On n’a qu’à considérer, par exemple, que le premier “traiteur” anglais, historiquement reconnu, fut Alexander Henry (né au N B. Canada). Lors de son premier voyage à Michilimakinac, il fut sauvé de la torture par Charles de Langlade qui habitait à la baie des Puants depuis longtemps avec sa famille et celles d’un groupe de « Coureurs de bois » canayens.
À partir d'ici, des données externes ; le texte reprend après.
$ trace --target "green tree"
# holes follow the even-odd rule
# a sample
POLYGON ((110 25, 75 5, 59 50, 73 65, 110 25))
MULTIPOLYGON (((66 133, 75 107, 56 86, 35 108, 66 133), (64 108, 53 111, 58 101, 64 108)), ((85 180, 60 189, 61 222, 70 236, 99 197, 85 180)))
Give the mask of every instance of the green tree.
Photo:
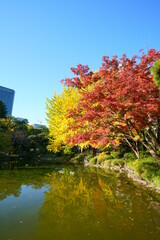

Langlade était né dans la région.
Henry passa 15 ans dans la région, presque toujours accroché aux chausses de Jean Baptiste Cadot qui était un "canayen", né à Batiscan, arrivé dans le Nord-Ouest dès l'âge de 18 ans et reconnu comme l'un des chefs par la tribu des Sauteux.
Les “Coureurs de bois” n’ont pas fait l’histoire “officielle” tout simplement parce que, pour la plupart, ils ne savaient pas écrire; donc ils n’ont pas tenu de comptes rendus de leurs découvertes et de leurs expéditions de traite comme l’ont fait les “commis” de la Cie du Nord-Ouest. Et ceux qui savaient écrire n’avaient pas intérêt à compiler leurs allés et venus, vu leur situation "illégale". Mais cela n’efface pas le fait certifié et indéniable qu’ils furent les premiers à “découvrir” tout le territoire nord-américain. La totalité des rapports écrits par les “découvreurs officiels” le raconte et le prouve. La liste des “hommes de l’Ouest” est incontournable: les “Canayens” sont les fondateurs de la plupart des villes de l’Ouest nord-américaines; que celles-ci se trouvent actuellement au Canada ou aux É.-U..
La traite des fourrures fut libre même aux É.-U. après 1804. On le découvre dans la relation de l’expédition de Lewis et Clark qui affirment aux traiteurs canayens que le gouvernement n’entend pas du tout empêcher leur commerce à la condition qu’ils ne « salissent » pas la renommée des Américains. Cela se comprend assez bien puisque les Américains avaient besoin des « Canayens » pour arriver à passer des traités de paix avec les Indiens. Ceux-ci n’avaient aucune confiance aux Américains et étaient loin de les considérer comme des « hommes honorables ».
C’est là, la vraie histoire et notre vraie identité de “Québécois”; non pas celle strictement des habitants de la Province de Québec, mais bien de celle de la nationalité « canayenne ». Les Québécois sont une création des autorités anglaises en 1763. Nous sommes, au départ, des « Canayens », premiers et principaux responsables de l’existence des deux pays importants de l’Amérique du Nord.
Aucune autre nationalité que la nationalité « Canayenne » ne peut s’abroger de ce titre. Se dire strictement Québécois est de renier notre vraie identité. Ce sont les " Canayens", nos ancêtres qui, de par la force de leur bras, de par leur courage, leur honnêteté morale, leur soif de liberté et leur persévérance, ont créé ces deux pays remarquables. Ceux qui les ont suivis et qui se sont parés de cette prérogative n’ont fait que de la “politique” intéressée et de la “manipulation” historique.
En fait c’est le même principe qu’on retrouve partout ailleurs dans la vie. Dans une guerre, ce sont les soldats qui gagnent cette guerre; et non les généraux; dans l’économie, ce sont les travailleurs qui produisent la richesse; et non les “administrateurs. Dans la société, ce sont les individus qui assurent l’équilibre et non le système.
Notre histoire est celle de ces individus extraordinaires "passés sous le tapis", et non celle des “têtes d’affiche”.
La même chose se produit actuellement. Il serait temps de s’en rendre compte.